(276i) Exploiting Anti-Stokes Photoluminescence of Quantum Dots to Achieve Optical Cooling

Optical cooling is a unique and promising cooling method capable of cooling to cryogenic temperatures in the absence of moving parts, noise, or vibration. Only a laser is used to pump in light; a semiconducting material upconverts this energy to reject higher energy photons producing a net cooling effect. Optical cooling is contrasted by mechanical systems, such as Stirling cryocoolers which can be loud, prone to vibration, and rapidly decrease in efficiency with thermal lift.
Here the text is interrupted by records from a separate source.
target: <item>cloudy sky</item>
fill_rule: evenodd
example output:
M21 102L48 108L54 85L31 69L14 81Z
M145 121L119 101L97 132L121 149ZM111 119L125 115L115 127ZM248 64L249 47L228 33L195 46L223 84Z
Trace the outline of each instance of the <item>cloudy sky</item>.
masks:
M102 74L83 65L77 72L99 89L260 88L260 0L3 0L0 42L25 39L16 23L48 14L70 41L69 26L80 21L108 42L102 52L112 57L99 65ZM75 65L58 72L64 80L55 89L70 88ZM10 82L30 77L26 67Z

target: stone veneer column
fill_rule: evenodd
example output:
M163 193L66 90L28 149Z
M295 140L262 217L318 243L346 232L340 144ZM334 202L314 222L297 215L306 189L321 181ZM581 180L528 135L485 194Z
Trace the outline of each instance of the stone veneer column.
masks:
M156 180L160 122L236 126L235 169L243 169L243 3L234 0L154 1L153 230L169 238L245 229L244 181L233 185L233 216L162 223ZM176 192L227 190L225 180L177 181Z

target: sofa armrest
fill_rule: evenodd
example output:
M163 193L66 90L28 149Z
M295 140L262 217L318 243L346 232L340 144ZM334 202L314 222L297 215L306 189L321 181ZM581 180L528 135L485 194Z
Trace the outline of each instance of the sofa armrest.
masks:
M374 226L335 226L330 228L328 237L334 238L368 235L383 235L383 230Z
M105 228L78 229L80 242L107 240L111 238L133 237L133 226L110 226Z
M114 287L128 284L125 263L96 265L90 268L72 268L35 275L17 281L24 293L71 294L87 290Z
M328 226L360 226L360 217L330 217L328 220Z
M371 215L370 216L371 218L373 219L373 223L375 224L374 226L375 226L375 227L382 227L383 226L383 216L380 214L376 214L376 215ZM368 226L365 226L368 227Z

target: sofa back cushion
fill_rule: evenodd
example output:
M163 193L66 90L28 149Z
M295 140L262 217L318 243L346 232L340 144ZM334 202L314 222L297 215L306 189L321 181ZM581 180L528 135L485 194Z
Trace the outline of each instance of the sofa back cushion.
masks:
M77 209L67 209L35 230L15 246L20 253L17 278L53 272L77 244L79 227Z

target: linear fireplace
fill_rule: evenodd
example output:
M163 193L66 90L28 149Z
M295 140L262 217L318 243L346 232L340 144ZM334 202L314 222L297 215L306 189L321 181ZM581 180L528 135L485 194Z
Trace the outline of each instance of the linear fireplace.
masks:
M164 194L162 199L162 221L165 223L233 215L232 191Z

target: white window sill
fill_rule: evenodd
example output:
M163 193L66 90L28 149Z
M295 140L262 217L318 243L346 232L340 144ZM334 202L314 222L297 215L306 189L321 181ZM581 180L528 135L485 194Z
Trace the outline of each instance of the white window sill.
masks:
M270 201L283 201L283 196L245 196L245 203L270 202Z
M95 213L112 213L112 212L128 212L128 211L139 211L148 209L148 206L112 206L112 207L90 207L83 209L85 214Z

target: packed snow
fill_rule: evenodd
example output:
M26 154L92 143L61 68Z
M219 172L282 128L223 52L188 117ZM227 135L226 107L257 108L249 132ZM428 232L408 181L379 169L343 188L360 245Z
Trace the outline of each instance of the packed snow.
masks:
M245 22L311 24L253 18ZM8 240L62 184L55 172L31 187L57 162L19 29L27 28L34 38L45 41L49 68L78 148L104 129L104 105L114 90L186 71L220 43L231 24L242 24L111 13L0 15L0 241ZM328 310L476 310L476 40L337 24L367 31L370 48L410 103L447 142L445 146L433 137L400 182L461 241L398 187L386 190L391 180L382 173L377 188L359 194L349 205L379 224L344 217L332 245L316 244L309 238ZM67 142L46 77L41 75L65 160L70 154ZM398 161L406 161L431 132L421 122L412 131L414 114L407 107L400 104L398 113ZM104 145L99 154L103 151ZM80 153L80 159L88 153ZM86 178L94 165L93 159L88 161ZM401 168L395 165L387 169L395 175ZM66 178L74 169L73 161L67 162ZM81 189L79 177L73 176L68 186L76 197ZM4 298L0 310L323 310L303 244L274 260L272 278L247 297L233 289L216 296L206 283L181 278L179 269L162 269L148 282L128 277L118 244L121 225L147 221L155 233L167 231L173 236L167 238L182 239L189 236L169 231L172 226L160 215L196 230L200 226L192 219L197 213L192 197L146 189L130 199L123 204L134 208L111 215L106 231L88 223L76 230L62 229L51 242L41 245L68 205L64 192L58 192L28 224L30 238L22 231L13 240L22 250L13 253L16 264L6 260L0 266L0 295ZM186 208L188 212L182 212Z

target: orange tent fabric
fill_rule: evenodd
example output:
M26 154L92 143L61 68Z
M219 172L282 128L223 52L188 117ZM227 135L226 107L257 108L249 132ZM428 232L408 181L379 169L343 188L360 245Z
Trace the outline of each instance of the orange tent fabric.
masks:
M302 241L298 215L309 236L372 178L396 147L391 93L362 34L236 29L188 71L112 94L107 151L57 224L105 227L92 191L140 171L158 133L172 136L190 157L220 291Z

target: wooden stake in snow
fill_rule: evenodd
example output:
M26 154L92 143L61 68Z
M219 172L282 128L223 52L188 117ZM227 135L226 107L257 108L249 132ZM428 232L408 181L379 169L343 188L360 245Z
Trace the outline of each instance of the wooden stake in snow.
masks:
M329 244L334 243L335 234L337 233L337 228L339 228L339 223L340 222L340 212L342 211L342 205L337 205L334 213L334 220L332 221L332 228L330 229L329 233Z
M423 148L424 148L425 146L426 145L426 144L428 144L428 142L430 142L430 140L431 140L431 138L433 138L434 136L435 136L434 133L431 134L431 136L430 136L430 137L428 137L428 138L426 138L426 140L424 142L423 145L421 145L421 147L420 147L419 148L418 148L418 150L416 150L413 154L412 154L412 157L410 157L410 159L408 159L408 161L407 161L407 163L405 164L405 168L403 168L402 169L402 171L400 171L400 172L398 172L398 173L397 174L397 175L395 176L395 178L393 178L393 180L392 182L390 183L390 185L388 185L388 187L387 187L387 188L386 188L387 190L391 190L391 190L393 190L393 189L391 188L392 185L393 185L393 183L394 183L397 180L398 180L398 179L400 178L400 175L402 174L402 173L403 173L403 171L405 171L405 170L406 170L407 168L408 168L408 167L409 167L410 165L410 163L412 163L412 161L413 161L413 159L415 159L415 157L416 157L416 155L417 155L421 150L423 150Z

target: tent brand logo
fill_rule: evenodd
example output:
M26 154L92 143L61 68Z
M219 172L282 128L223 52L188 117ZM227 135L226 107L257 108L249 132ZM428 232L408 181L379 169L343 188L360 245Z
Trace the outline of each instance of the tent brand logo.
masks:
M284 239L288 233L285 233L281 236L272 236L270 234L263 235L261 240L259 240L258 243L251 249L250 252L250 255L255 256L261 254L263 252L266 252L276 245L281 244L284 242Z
Optical cooling may also be able to scale to the thermal load as the cooling power is linearly proportional to the laser power. And unlike thermoelectric Peltier coolers, optical coolers may be able to achieve temperatures of < 10 K

We will present our research toward developing and testing optical materials capable of cooling solely by anti-Stokes photoluminescence (PL). We developed optical cooling materials consisting of semiconductor nanoparticles, also known as quantum dots (QDs. The optical properties including absorbance spectrum, Stokes PL, anti-Stokes PL, and quantum yield were characterized and studied as a function of temperature for different populations of QDs. Testing results to demonstrate the first net cooling of a macroscopic sample using semiconducting materials will be presented, along with lessons learned.